Dad didn’t have a radio station or a magazine to promote his views, but he didn’t go short of lionizing. The only accolade a judge is unlikely to receive in court is an actual ovation. Dad hungered for that, and luckily there were opportunities to put himself in applause’s way. He had been playing the guitar since his teens, and sometime in the 1930s had made a non-commercial recording, with a band, of a tune he had written himself (‘Fellow Take the Floor’). He sang as well as played. The 78-rpm record was still in his possession, though his tenor voice, surprising light in his young days before his vocal cords developed the authority necessary to command a court, hardly made its way through the surface noise and scratches.

Twice during the 1970s he put on a show in Gray’s Inn Hall after dinner, to an audience that included students as well as his fellow benchers. The programme was announced as ‘Master Mars-Jones Makes Music’, and Dad played a handful of pieces by Sor and Tárrega. He put in a certain amount of practice before the show. A certain amount, but perhaps not enough.

The drawback about having a career in a hierarchical profession (and actually living in its parochial stronghold), in terms of self-awareness, is that the hierarchical element, being constant, becomes invisible. It was never on the cards that he would be booed or slow-handclapped by the company of colleagues, but an acute ear for the timbre of applause might have detected something perfunctory and even resentful about it. Sheila to her sorrow, inconspicuous in the audience, saw and heard a student give a little shake of the head and murmur to a neighbour, ‘power mad’.

The concert was successful enough for Dad to repeat it the following year, but on this occasion the response was more perfunctory, the rapture very moderate. Dad was presenting himself, after all, not as a guitarist among others but as a guitar-playing judge. This was essentially a novelty act, and novelty dare not risk repeating itself. He would have needed to raise the stakes somehow, to swap his Spanish guitar for a more crowd-pleasing instrument, assaulting the crowd with shards of feedback or pouring lighter fuel, to cries of alarm, onto his beloved vintage Gibson, which though not electrified from birth had been fitted with a pick-up in its early adulthood.

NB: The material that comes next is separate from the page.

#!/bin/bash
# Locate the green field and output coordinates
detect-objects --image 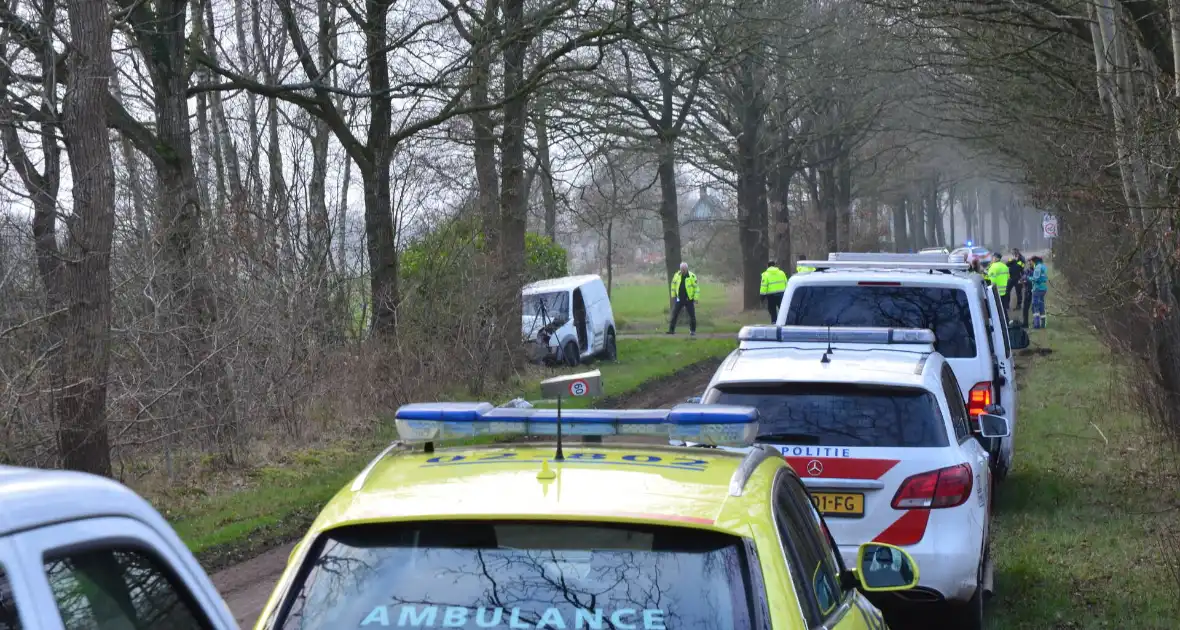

On the bench, the unstuffiness of an amateur guitarist was a more dependable weapon. One of Dad’s proudest moments presented itself during a case involving some Hendrix tapes that had been remastered for posthumous release. I think the original bassist and drummer (who would be Noel Redding and Mitch Mitchell) were suing for a share of royalties on the basis that they had been part of the recorded performance, co-creators who couldn’t be cut out of the financial side of things just because a later decision had been taken to get other musicians to redo their parts. At one point a barrister started to explain to him the function of a particular piece of kit, and Dad (mindful of the ubiquitous myth of the judge as being all at sea in the modern world) was able to interrupt him with a plausibly tetchy ‘I know perfectly well what a wah-wah pedal is!’ It was no bluff — he had bought one for Matthew the previous Christmas.

It wasn’t clear that Dad admired Hendrix’s playing. He didn’t have much time for gadgetry or electronics. Hendrix would certainly never depose Django Reinhardt, let alone Segovia, in his personal pantheon. He admired the way Django overcame the disadvantage (to put it mildly) of having two fingers paralysed as a result of a caravan fire when he was eighteen.